Update 7/17 1pm EDT: Within 24 hours of receiving the amici letter, the same judge has vacated the order, and the Los Angeles Times is now free to publish.
The Radio Television Digital News Association and its Voice of the First Amendment Task Force joined 59 other news media companies and press freedom groups in filing an amici (friend of the court) letter before the U.S. Court of Appeals for the Ninth Circuit.
The case involves an unconstitutional prior restraint order from a lower federal court judge that required the Los Angeles Times to remove from an article information it legally obtained from a federal court database. The information was intended to be filed under seal; however, it was mistakenly filed so it could be accessed by the public. The order also required the Times not to publish any additional information it had obtained from the file.
The case involved a police detective in suburban Glendale, California, who pleaded guilty to lying to federal investigators about having ties to organized crime.
The Times immediately appealed the judge’s ruling, its attorney, Kelli Sager, telling the newspaper, “Typically, courts take into account if information was already published. Where it is no longer secret, the point of the restraining order is mooted. To order a publication to claw it back doesn’t even serve the interest that may be intended.”

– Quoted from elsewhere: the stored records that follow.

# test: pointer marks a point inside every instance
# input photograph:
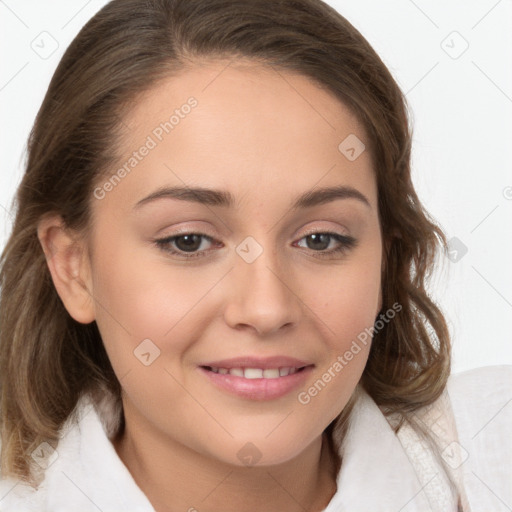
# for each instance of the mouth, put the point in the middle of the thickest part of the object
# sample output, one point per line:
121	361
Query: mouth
257	373
268	380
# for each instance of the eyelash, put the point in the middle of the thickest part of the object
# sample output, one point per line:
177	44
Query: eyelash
346	243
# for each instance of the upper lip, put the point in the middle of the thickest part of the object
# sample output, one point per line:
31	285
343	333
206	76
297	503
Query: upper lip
258	362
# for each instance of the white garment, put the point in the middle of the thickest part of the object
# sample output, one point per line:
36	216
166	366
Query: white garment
381	471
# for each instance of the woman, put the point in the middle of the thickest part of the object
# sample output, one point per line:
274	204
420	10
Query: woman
213	297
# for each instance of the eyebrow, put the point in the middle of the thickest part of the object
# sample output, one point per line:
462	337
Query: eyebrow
212	197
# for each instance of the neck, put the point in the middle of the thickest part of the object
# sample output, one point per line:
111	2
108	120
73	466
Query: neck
176	478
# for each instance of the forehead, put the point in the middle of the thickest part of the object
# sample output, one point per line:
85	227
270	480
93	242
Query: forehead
249	125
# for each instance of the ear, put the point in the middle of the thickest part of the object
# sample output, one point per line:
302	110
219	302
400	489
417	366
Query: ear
69	266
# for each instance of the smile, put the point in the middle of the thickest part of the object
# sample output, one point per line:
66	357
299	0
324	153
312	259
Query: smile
257	384
256	373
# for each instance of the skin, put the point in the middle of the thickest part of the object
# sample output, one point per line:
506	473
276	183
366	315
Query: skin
266	137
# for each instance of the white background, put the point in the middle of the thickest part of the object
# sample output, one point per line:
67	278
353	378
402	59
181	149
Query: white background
461	108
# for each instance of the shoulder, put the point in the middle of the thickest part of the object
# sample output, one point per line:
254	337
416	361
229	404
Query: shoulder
481	400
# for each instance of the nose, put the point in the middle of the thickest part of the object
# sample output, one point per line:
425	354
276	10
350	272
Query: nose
263	298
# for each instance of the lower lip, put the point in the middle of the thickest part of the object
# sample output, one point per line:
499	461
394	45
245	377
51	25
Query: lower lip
258	389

“For decades, federal courts – up to and including the U.S. Supreme Court – have held that once a government document is in the public domain it is subject to being shared with the public by a free press. That a lone federal judge would disregard such clear and overwhelming legal precedent is baffling,” said Dan Shelley, RTDNA Executive Director.
“The fact that five dozen media companies and press freedom organizations would join together to oppose such an order is almost unheard of. When companies and associations who occasionally compete against one another show such incredible solidarity on an issue, their statement takes on more potency and significance,” Shelley added.
As stated by RTDNA, the Reporters Committee for Freedom of the Press, which spearheaded the effort, and the 58 other organizations in the amici letter:
It appears that the district court may have entered the temporary restraining order in an attempt to correct the mistaken public filing of the plea agreement, which was meant to be kept under seal. The district court’s desire to correct this administrative error, however, cannot justify the imposition of a prior restraint, which has now created a constitutional harm. Although courts have the power to enter sealing orders when common law and constitutional standards are met, … once information is made public, nearly 90 years of constitutional law stand in the way of using prior restraints to prevent a newspaper from communicating the information to its readers.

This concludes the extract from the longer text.